Afik Eldad
Department of Physics of Complex Systems, Weizmann Institute of Science, Rehovot 76100, Israel.
Sci Rep. 2015 Sep 2;5:13584. doi: 10.1038/srep13584.
Three-dimensional particle tracking is an essential tool in studying dynamics under the microscope, namely, fluid dynamics in microfluidic devices, bacteria taxis, cellular trafficking. The 3d position can be determined using 2d imaging alone by measuring the diffraction rings generated by an out-of-focus fluorescent particle, imaged on a single camera. Here I present a ring detection algorithm exhibiting a high detection rate, which is robust to the challenges arising from ring occlusion, inclusions and overlaps, and allows resolving particles even when near to each other. It is capable of real time analysis thanks to its high performance and low memory footprint. The proposed algorithm, an offspring of the circle Hough transform, addresses the need to efficiently trace the trajectories of many particles concurrently, when their number in not necessarily fixed, by solving a classification problem, and overcomes the challenges of finding local maxima in the complex parameter space which results from ring clusters and noise. Several algorithmic concepts introduced here can be advantageous in other cases, particularly when dealing with noisy and sparse data. The implementation is based on open-source and cross-platform software packages only, making it easy to distribute and modify. It is implemented in a microfluidic experiment allowing real-time multi-particle tracking at 70 Hz, achieving a detection rate which exceeds 94% and only 1% false-detection.

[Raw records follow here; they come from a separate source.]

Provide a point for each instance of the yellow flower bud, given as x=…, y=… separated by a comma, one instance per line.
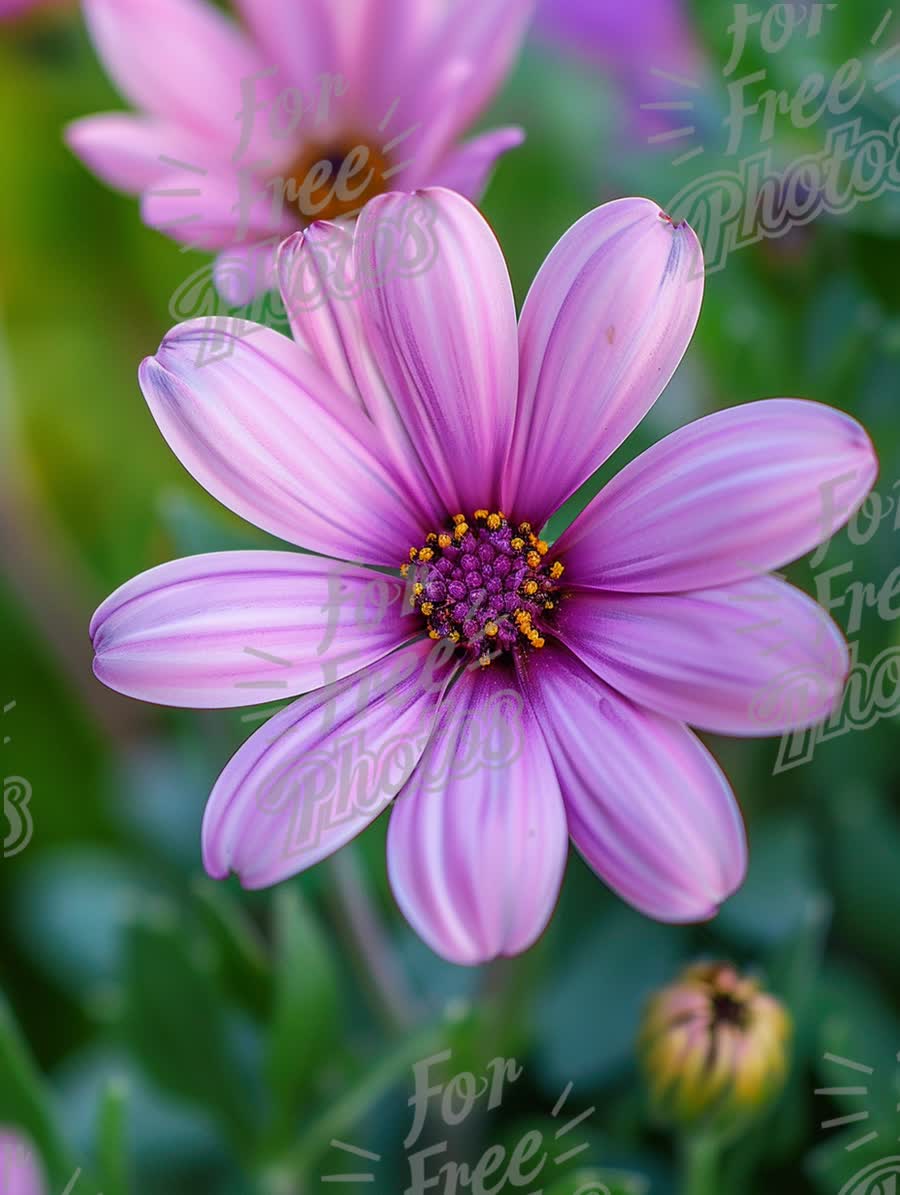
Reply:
x=714, y=1046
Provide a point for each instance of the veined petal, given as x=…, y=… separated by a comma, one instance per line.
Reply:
x=439, y=312
x=242, y=627
x=133, y=152
x=259, y=426
x=602, y=329
x=754, y=657
x=183, y=61
x=320, y=771
x=323, y=298
x=648, y=807
x=477, y=841
x=732, y=496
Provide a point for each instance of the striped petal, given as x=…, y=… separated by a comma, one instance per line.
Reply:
x=324, y=768
x=648, y=807
x=477, y=841
x=728, y=497
x=604, y=328
x=239, y=627
x=259, y=426
x=755, y=657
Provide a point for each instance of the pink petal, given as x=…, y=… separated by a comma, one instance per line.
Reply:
x=477, y=841
x=256, y=422
x=240, y=627
x=19, y=1165
x=323, y=299
x=243, y=273
x=755, y=657
x=604, y=328
x=183, y=61
x=320, y=771
x=648, y=807
x=730, y=496
x=469, y=167
x=299, y=38
x=440, y=317
x=127, y=151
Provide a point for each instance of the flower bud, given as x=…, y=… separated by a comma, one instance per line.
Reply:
x=714, y=1046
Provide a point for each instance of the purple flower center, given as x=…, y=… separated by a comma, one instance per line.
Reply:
x=484, y=584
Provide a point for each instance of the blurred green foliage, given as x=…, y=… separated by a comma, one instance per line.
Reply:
x=166, y=1034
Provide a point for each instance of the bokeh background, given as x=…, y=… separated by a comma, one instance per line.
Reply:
x=166, y=1034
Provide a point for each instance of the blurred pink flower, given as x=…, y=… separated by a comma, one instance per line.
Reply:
x=636, y=43
x=245, y=134
x=412, y=427
x=19, y=1170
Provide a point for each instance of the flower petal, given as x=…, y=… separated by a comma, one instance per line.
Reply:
x=18, y=1164
x=126, y=151
x=270, y=436
x=441, y=324
x=477, y=841
x=755, y=657
x=648, y=807
x=323, y=300
x=604, y=328
x=181, y=60
x=320, y=771
x=240, y=627
x=469, y=167
x=730, y=496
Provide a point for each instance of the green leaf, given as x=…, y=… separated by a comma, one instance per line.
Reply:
x=305, y=1010
x=177, y=1021
x=111, y=1138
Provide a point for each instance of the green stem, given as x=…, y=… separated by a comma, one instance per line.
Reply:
x=699, y=1165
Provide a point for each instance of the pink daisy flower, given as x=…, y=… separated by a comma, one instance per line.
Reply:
x=304, y=111
x=509, y=694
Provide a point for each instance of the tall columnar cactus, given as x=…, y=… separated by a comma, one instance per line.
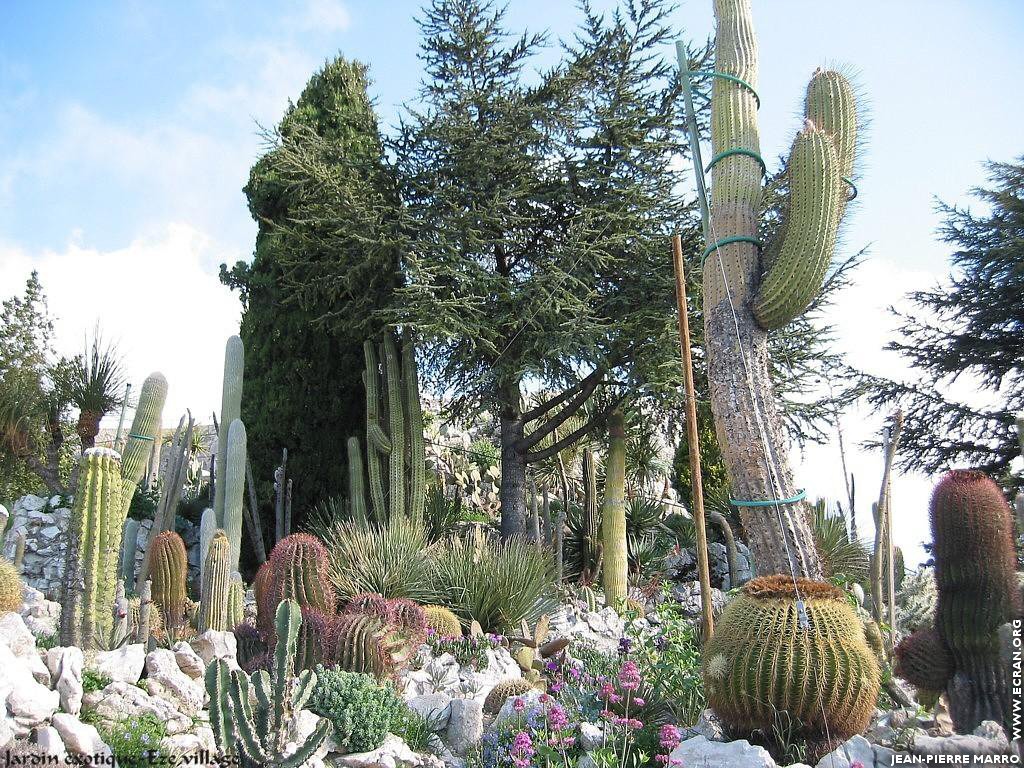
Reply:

三维粒子跟踪是显微镜下研究动力学的一项重要工具,具体应用于微流控设备中的流体动力学、细菌趋化性以及细胞运输等领域。仅通过二维成像,利用单个相机拍摄离焦荧光粒子产生的衍射环,就可以确定三维位置。在此,我提出一种具有高检测率的环检测算法,该算法对环遮挡、内含物和重叠所带来的挑战具有鲁棒性,即使粒子彼此靠近时也能分辨出来。由于其高性能和低内存占用,它能够进行实时分析。所提出的算法是圆霍夫变换的衍生算法,通过解决分类问题,满足了在粒子数量不一定固定的情况下同时高效跟踪多个粒子轨迹的需求,克服了在由环簇和噪声导致的复杂参数空间中寻找局部最大值的挑战。这里介绍的几个算法概念在其他情况下可能会很有用,特别是在处理噪声和稀疏数据时。该实现仅基于开源和跨平台软件包,便于分发和修改。它在微流控实验中得以实现,能够以70赫兹的频率进行实时多粒子跟踪,检测率超过94%,误检测率仅为1%。